From the various online articles on Java 7 I have come to know that Java 7 will be having collection literals1 like the following:
List
You are right this is just empty syntactic sugar.
Also your ArrayList.of(...)
would be just short hand for new ArrayList<...>(Arrays.asList(...))
Another thing to note is that for lists this is very easy using var args, but have a little think about how you'd do it for a map. There is no way to supply pairs of arguments to a var args method, unless you introduce an extra Map.Entry object or something like that.
So using existing syntax you'd end up with
Map<String,String> map = HashMap.of( new Entry( "key1", "value1" ),
new Entry( "key2", "value2" ) );
which would get very tiring very quickly.
Even if you go down the path of using a builder pattern (as we do) then it's pretty ugly
Map<String,String> map = CollectionUtil.<String,String>map()
.put( "key1", "value1" )
.put( "key2", "value2" )
.map();
They might have been inspired by the declarative programming style of JavaFX. If that is the case however, I'm disappointed that they didn't go all the way to support object literals as well. Here's an example of object literals in JavaFX:
Stage {
title: "Group-Nodes-Transformation"
scene: Scene {
width: 600
height: 600
content: Group {
content: [
Circle {
centerX: 300
centerY: 300
radius: 250
fill: Color.WHITE
stroke: Color.BLACK
},
Text {
x: 300
y: 300
content: "Mr. Duke"
},
ImageView {
image: Image {
url: "D:\\TEST\\Documents\\duke.png"
width:50
height:50
}
}
]
}
}
}
I think that this style of programming certainly lends itself to certain application areas. In the end it's always a matter of taste...
Language design is a matter of taste. Having said that, this kind of list/object initialization has become very popular. For example, C# has almost the same thing. The syntax is quite flexible and, as even your examples show, lets you initialize something like a dictionary inline. I rather like the syntax the designers chose here.
It's not entirely new syntax as such literals are present in Python, Javascript (json) and probably other languages.

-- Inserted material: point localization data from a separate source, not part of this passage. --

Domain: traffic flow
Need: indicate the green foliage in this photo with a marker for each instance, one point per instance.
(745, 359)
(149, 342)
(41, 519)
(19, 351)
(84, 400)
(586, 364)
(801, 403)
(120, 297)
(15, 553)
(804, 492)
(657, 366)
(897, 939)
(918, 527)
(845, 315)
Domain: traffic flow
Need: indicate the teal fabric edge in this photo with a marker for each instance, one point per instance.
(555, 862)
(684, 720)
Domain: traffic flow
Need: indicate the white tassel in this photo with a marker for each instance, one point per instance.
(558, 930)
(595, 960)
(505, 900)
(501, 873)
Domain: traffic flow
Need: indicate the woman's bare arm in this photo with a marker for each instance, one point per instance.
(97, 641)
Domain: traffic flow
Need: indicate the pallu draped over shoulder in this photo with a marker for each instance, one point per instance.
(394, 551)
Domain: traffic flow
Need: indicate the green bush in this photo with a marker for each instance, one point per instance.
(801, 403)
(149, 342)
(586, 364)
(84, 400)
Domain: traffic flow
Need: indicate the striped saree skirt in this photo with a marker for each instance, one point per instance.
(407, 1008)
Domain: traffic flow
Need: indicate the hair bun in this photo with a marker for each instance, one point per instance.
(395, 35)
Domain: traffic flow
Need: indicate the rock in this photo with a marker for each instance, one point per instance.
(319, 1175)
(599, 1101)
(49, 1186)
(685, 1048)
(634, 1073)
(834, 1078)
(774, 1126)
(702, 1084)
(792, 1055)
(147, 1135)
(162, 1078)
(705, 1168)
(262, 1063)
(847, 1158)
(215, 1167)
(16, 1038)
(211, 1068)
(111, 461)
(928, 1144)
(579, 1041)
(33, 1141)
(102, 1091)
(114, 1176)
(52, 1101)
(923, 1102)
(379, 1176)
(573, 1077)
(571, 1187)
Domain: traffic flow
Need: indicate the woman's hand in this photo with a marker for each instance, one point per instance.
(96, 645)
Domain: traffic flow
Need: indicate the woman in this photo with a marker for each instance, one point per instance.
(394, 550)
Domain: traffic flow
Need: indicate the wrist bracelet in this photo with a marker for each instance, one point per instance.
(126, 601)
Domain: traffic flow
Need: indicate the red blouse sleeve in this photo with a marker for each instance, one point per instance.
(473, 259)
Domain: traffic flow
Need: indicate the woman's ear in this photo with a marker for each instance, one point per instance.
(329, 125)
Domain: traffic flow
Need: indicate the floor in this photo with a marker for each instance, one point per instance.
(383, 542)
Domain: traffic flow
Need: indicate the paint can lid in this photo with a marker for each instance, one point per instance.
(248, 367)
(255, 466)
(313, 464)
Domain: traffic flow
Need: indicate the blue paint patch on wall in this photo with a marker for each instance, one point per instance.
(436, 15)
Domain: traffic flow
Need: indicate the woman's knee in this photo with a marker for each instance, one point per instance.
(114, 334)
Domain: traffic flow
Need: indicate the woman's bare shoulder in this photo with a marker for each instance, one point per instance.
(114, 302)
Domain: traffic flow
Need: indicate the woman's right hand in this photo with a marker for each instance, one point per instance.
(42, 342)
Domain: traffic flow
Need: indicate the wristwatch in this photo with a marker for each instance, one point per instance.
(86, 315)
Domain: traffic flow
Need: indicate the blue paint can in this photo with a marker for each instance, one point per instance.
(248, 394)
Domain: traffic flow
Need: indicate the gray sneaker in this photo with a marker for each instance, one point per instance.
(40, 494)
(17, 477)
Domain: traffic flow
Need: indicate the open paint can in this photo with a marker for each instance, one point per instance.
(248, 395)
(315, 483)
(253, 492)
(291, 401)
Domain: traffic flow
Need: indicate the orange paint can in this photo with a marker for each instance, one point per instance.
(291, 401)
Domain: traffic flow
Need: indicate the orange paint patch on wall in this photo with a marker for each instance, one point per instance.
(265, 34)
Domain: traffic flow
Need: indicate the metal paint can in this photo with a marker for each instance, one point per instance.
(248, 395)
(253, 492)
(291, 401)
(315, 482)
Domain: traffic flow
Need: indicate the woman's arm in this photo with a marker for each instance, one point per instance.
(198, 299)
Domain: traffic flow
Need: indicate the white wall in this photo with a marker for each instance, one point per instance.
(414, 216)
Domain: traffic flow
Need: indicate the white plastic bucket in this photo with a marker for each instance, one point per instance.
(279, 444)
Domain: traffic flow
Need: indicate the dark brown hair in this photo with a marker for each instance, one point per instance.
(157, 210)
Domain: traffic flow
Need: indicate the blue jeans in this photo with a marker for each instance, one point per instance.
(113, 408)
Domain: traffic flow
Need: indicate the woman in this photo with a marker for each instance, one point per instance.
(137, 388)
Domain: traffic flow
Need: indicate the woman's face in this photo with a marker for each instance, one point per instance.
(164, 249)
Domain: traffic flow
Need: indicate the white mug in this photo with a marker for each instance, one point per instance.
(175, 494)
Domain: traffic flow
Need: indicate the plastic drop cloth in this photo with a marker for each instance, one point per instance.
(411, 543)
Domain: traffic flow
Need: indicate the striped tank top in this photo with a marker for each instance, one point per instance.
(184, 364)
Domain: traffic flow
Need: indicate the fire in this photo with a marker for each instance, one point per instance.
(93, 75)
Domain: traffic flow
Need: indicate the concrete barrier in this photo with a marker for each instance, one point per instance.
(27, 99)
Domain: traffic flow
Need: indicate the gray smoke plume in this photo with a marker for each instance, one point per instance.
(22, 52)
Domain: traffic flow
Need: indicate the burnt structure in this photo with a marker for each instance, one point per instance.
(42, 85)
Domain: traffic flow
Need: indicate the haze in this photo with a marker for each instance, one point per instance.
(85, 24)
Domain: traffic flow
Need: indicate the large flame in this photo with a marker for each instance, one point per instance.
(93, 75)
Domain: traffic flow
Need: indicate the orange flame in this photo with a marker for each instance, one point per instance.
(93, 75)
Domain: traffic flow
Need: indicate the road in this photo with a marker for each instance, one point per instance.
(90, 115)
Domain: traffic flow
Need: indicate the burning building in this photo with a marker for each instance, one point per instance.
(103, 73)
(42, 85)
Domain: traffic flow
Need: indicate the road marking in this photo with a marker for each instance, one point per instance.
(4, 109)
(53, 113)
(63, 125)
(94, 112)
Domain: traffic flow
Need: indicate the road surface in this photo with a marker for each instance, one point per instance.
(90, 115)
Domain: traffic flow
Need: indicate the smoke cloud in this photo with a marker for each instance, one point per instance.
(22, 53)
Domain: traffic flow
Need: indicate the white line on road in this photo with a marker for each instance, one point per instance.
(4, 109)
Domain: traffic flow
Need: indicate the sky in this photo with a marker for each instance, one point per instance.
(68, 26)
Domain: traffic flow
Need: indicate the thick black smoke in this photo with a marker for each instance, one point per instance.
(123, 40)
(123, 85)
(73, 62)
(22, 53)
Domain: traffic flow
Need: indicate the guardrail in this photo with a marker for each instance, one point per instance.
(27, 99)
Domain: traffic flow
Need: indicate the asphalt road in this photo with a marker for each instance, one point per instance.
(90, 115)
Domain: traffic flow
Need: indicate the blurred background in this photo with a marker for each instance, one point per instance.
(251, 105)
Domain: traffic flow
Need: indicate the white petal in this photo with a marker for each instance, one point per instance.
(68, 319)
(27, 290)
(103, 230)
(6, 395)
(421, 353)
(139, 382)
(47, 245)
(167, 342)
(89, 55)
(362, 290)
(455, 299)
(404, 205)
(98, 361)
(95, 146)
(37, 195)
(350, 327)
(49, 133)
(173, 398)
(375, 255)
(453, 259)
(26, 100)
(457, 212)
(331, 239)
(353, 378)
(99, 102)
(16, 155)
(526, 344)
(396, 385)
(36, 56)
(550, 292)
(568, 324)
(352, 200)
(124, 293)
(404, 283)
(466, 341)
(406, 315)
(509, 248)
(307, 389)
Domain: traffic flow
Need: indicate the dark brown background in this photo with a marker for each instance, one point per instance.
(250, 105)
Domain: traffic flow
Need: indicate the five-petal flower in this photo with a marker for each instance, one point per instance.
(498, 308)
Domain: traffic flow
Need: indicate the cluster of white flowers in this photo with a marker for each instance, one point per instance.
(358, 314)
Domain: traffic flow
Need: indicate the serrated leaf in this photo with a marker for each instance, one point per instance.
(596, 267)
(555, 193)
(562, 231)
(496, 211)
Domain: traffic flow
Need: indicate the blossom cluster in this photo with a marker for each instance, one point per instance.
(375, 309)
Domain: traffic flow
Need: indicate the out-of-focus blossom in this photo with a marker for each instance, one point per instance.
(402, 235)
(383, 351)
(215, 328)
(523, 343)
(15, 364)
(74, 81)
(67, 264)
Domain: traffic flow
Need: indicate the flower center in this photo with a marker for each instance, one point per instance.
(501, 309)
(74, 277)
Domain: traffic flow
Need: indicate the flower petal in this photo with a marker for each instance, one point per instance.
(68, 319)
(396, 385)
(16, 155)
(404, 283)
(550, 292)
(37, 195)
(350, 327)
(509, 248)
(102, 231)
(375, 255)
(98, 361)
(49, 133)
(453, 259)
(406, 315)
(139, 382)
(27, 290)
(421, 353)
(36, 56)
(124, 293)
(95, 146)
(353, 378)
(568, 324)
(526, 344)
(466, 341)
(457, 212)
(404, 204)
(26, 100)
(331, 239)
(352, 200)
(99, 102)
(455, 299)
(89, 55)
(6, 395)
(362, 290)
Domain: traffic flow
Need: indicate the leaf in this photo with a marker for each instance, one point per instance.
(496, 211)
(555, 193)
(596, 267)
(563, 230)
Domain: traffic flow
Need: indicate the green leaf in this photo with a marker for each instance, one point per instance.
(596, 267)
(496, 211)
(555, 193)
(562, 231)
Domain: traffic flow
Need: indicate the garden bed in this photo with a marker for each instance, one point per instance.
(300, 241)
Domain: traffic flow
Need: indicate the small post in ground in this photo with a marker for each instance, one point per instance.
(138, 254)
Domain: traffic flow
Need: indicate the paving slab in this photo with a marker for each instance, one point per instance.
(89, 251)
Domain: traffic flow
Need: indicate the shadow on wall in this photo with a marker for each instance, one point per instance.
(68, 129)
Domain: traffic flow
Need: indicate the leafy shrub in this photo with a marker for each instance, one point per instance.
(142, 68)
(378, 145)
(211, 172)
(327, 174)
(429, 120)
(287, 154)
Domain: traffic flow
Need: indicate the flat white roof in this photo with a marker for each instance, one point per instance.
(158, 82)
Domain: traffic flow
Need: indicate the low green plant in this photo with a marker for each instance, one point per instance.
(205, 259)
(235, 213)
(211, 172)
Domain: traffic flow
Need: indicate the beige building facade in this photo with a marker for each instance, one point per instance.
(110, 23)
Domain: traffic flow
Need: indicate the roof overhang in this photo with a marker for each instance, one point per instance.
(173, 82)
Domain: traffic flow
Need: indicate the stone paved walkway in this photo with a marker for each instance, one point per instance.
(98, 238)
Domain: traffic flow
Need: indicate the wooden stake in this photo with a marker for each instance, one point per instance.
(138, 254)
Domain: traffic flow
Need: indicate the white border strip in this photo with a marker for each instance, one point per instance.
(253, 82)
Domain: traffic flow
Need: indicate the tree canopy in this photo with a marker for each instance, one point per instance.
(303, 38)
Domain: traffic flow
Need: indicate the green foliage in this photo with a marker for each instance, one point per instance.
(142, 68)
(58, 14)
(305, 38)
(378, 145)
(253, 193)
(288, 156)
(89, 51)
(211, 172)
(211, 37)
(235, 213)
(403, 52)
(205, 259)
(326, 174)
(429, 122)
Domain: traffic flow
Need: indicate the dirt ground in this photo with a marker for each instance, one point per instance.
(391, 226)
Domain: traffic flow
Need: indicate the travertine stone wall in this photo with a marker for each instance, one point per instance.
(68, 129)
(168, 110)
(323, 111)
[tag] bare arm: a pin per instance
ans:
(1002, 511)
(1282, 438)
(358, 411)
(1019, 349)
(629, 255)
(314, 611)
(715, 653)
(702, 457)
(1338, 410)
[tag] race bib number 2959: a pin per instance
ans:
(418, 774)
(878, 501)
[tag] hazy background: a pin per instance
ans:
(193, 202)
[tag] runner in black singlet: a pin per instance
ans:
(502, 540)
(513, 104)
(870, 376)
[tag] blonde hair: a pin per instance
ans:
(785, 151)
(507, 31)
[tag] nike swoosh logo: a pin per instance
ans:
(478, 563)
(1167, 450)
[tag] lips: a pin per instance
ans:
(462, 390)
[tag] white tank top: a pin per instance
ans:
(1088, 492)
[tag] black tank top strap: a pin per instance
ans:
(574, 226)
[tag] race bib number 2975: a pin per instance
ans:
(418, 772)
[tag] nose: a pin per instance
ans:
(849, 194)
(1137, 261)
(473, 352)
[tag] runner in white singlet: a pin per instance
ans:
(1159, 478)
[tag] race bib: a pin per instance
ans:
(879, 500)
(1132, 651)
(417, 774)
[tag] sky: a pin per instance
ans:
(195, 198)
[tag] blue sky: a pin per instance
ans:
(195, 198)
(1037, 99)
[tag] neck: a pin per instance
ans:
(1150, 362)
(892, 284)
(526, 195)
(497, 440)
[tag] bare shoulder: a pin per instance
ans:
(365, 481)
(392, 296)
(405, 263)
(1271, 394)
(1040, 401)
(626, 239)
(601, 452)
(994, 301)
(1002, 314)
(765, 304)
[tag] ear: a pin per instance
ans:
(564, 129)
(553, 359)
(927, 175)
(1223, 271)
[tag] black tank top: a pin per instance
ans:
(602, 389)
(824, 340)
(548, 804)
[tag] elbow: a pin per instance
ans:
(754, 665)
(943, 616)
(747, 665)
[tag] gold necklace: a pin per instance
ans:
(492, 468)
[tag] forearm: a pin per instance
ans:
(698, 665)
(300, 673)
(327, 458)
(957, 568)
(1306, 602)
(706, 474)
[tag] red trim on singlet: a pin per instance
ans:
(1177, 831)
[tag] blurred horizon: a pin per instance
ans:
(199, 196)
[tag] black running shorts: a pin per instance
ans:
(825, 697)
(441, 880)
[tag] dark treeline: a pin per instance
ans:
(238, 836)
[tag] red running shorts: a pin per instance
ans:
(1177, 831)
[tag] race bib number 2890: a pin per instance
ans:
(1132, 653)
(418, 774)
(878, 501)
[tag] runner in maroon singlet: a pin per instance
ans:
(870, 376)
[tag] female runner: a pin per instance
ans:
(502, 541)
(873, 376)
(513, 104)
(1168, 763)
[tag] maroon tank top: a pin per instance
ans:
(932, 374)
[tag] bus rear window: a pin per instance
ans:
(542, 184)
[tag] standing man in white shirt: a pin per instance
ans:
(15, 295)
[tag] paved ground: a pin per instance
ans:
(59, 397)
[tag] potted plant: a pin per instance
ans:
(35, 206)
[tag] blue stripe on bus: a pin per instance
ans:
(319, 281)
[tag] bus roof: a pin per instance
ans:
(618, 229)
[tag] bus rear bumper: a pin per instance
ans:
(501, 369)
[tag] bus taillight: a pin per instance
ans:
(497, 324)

I haven't seen any information on java 7 yet to be frank (were focused on C++ and Javascript lately), but it's actually good to see such an addition to the language.
Answer to question 2:
final List<Integer> piDigits = [3, 1, 4, 1, 5, 9, 2, 6, 5, 3, 5, 9];
gives you an immutable list.
The whole idea of this proposal that the subtype cannot be specified. The compiler chooses a suitable implementation depending on the collection on the right-hand side.
Read the details here: Proposal: Collection Literals
Answer to question 1: yes it would have. It's a matter of style.